Been quietly building something called AETHR over the past few months.

It started as a simple idea, an AI system that connects thinking, planning, and execution so your context doesn’t get lost across tools.

But the more I build it, the more I’m realizing the problem is way less clear-cut than I thought.

Every productivity setup I’ve tried (and even my own system) eventually breaks in the same way:
notes in one place, tasks in another, goals somewhere else… and at some point you just lose the thread of what you were actually doing.

I shared an early version with a few people recently and the feedback was pretty mixed but helpful:

Some people didn’t understand the quadrant structure at all
Some said the AI only feels useful once there’s enough data (cold start problem)
Others said the setup effort feels too high before you even see value

And honestly… they’re probably right.

Right now I’m stuck between two directions:

  • make it more structured so it actually works as a system
  • or make it way simpler so people get value immediately without “setting up their life”

Still early, still figuring it out, but trying to be honest about the messy part instead of only showing progress.

Would love to hear from others building or using productivity tools:
do you actually want a full system, or just something that tells you what to do next without setup?

posted to Icon for group SAAS
SAAS
on May 26, 2026
  1. 1

    The useful insight here is that users are not asking for a “bigger productivity system.” They are asking for less setup before the product earns the right to become a system.

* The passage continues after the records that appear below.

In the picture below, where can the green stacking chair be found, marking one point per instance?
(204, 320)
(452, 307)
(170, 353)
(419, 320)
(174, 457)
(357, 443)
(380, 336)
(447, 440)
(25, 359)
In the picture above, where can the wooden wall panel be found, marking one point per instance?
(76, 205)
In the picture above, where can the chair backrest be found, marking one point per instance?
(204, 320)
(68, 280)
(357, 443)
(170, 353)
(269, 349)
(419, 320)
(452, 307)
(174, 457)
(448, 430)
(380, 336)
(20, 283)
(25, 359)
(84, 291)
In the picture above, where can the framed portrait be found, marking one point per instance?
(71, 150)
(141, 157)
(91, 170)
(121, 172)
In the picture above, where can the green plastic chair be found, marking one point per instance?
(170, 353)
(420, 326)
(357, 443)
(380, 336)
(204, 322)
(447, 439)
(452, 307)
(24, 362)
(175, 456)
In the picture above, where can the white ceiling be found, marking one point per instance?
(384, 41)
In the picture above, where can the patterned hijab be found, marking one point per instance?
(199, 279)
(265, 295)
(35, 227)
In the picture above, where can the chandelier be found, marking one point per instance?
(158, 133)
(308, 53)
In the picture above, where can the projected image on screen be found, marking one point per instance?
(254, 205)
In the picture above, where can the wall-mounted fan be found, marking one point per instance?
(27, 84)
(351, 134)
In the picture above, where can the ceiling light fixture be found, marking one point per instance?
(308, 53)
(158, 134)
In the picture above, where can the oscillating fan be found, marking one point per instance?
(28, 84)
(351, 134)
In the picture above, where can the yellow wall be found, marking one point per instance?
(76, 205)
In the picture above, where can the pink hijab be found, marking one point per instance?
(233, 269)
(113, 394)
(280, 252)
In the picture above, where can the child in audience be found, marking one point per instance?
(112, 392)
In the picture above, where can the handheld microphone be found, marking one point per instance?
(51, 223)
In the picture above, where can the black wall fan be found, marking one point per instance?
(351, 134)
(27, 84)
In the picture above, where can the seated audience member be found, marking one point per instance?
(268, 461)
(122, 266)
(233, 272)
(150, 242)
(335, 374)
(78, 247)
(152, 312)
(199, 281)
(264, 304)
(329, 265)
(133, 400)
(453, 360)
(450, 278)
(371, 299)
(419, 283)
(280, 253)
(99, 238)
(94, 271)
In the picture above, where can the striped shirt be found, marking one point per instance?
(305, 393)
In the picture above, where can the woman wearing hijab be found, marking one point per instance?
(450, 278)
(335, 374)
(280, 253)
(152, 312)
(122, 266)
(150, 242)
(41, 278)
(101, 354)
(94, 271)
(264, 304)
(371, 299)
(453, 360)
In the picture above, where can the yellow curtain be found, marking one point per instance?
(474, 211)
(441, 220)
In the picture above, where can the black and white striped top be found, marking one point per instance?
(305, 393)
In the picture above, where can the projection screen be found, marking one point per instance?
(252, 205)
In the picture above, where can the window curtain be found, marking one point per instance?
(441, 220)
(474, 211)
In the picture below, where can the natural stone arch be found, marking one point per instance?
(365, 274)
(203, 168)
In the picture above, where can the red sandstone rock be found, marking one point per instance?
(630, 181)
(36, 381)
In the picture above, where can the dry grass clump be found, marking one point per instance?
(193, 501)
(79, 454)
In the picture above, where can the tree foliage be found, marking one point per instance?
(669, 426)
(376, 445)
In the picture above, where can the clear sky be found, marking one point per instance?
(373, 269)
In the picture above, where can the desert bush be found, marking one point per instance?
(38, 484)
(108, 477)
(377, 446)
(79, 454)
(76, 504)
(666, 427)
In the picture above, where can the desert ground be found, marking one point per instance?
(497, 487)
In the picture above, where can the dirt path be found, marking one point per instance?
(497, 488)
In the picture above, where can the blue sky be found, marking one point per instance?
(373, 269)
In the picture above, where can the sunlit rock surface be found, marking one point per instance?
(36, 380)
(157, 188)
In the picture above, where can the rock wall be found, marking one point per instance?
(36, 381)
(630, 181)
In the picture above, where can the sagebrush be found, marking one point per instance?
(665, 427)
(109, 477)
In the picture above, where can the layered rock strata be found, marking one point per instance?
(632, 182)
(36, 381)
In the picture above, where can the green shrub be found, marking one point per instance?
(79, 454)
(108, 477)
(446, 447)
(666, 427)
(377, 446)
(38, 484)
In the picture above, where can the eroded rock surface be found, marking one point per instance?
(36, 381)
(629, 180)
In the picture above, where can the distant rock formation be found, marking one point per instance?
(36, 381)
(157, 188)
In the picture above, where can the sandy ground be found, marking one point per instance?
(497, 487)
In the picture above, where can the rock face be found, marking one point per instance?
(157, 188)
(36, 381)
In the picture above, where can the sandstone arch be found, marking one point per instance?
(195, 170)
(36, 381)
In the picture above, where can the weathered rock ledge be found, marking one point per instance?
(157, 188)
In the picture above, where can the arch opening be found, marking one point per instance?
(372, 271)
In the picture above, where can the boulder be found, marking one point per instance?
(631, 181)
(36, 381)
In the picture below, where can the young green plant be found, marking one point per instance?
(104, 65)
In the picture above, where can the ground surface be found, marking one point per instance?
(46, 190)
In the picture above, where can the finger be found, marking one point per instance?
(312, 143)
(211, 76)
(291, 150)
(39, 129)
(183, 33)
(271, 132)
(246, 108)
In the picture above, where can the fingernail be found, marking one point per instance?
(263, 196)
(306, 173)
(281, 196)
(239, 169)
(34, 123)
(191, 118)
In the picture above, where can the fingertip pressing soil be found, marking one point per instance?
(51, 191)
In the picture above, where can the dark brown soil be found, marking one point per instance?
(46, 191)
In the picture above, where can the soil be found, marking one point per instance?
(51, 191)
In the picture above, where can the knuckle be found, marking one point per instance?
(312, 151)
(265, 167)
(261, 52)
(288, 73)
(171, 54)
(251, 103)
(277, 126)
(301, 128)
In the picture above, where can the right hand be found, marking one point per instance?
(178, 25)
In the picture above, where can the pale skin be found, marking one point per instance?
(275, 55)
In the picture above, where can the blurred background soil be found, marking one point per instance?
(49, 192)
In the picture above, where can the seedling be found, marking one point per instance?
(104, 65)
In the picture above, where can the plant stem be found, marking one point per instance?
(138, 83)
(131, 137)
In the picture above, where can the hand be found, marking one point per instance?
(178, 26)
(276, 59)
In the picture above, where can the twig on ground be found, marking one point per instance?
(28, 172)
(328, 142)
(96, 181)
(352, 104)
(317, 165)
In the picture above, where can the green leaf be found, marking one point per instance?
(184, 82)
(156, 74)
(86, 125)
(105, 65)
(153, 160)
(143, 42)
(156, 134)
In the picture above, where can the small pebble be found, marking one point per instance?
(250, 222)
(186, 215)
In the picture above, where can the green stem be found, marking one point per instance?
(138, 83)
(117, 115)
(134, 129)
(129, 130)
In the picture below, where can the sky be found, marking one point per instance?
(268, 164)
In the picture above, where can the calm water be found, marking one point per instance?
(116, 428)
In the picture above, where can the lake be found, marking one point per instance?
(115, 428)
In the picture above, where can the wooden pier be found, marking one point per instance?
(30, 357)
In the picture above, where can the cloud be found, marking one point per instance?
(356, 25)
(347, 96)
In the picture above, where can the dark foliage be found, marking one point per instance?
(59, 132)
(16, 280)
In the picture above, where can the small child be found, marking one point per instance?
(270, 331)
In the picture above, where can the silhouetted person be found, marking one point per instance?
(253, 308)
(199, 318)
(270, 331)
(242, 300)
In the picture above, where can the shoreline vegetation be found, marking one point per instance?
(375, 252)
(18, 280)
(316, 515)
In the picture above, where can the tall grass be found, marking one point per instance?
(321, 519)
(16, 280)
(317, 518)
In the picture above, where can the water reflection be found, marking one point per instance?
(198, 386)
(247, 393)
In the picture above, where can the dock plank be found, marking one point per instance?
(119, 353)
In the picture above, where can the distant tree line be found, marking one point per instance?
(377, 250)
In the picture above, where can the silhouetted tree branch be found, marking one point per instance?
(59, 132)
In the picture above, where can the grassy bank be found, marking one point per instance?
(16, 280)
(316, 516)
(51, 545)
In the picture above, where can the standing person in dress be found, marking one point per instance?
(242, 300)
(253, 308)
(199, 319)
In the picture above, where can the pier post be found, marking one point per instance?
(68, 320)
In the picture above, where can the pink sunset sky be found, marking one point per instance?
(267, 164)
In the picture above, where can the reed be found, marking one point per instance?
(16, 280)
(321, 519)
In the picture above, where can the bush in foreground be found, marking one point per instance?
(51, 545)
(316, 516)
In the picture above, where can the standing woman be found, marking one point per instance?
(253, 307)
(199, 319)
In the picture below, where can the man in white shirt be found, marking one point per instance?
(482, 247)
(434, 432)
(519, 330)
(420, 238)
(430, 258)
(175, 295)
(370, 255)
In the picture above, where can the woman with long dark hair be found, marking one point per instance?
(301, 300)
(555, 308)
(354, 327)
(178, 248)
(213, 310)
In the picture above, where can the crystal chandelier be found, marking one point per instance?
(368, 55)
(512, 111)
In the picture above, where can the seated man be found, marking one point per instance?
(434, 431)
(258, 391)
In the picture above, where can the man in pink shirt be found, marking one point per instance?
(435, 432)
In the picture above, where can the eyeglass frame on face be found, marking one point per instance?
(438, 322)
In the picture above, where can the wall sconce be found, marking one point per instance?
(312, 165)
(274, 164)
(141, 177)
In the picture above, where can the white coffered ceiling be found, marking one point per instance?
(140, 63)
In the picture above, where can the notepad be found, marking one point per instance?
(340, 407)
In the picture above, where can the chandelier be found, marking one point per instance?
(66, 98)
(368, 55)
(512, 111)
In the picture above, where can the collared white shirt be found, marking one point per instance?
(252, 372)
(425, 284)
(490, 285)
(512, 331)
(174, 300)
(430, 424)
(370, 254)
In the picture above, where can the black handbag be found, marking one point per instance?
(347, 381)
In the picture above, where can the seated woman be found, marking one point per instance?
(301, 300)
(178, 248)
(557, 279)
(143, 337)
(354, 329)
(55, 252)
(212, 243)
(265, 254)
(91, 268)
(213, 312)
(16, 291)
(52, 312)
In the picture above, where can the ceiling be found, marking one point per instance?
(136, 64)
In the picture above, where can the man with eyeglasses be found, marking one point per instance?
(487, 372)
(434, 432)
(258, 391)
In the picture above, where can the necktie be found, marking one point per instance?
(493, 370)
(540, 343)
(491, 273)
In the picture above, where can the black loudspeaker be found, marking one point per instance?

    AETHR sounds like it is trying to connect thinking, planning, and execution, which is a strong direction. But the first experience probably needs to feel much smaller: give me the next useful action from the mess I already have.

    The quadrant structure may be correct internally, but if users have to understand the structure before they feel value, the product is making them do work before it proves it can reduce work.

    That is also where the brand matters. AETHR has a nice abstract feel, but the product is really about execution clarity: turning scattered notes, goals, and tasks into forward movement. Xevoa.com would fit that direction well because it feels more like a clean workflow layer than a complex productivity framework.

    The product should probably feel less like “set up your life” and more like “drop in your chaos, get the next move.”

    1. 1

      This is honestly a really sharp reframing.

      “The product has to earn the right to become a system” is probably one of the most accurate ways I’ve heard this described so far.

      I think I’ve been spending a lot of time thinking about the long-term architecture/context layer, but your point makes me realize the first interaction probably matters way more than the broader philosophy. If users don’t feel immediate reduction in mental load, they won’t stick around long enough for the deeper system to matter.

      And the “drop in your chaos, get the next move” framing genuinely resonates with me because it feels much closer to the actual emotional use case than “optimize your life.”

      Also interesting point on branding. I still like AETHR conceptually, but I can definitely see the tension between abstract/system language vs clarity/simplicity of purpose.

      Really appreciate this. Feels like the kind of feedback that changes how you think about the product itself, not just the messaging around it.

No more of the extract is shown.